The RCR course is open to all members of the Tri-Institutional (Tri-I) and WCMC Clinical and Translational Science Center (CTSC) communities. Successful completion of the course is required for all trainees, fellows, participants, and scholars receiving support through NIH or NSF Institutional Research Training Grants, Individual Fellowship Awards, Career Development Awards (Institutional and Individual), Research Education Grants, Dissertation Research Grants, or other grant programs with a training component that requires instruction in responsible conduct of research as noted in the Funding Opportunity Announcement.
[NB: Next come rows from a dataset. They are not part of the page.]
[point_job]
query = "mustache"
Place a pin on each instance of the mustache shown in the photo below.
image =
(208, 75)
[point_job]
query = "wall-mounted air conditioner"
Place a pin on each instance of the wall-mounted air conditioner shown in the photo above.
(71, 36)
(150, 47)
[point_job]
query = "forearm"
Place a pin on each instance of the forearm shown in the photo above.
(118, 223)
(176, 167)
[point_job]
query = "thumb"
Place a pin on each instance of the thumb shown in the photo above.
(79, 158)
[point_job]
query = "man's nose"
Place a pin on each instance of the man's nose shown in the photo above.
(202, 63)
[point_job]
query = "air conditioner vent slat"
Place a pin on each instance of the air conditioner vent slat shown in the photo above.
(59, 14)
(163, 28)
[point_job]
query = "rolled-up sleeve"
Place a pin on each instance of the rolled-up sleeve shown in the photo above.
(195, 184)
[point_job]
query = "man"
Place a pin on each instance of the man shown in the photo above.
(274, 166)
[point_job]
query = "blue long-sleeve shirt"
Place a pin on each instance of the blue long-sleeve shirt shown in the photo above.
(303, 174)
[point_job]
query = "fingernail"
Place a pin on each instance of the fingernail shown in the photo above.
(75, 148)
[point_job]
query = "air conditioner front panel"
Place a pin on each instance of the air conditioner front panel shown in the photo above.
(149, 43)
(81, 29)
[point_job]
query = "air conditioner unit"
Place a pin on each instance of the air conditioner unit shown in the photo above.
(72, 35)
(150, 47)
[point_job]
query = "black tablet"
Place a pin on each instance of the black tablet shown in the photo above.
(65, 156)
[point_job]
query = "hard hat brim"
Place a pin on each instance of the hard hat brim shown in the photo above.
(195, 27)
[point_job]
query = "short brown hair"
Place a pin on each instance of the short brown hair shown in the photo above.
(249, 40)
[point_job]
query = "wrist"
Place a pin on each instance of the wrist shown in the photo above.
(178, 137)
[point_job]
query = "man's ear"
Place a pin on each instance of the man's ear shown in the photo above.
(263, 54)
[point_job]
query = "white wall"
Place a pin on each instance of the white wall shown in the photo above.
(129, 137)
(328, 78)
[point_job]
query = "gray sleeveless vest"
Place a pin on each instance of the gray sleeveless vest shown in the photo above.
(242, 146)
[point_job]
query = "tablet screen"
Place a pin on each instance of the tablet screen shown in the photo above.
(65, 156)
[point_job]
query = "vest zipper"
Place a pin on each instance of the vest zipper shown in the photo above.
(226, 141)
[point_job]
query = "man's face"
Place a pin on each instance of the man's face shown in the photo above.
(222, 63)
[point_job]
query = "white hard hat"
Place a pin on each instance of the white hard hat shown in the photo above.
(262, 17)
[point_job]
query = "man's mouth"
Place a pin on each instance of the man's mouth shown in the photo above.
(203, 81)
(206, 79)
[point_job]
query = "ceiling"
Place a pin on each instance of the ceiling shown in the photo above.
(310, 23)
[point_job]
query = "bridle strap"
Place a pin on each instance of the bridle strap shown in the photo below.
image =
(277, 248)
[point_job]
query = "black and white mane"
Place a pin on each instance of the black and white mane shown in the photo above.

The responsible conduct of research is the practice of scientific investigation with integrity. Training in this area is an essential component of research training; awareness and application of established professional norms and ethical principles is required in the performance of all activities related to scientific research. Weill Cornell Medical College is committed to fostering an environment that promotes the practice of scientific investigation with integrity. This course is intended to help fulfill that commitment.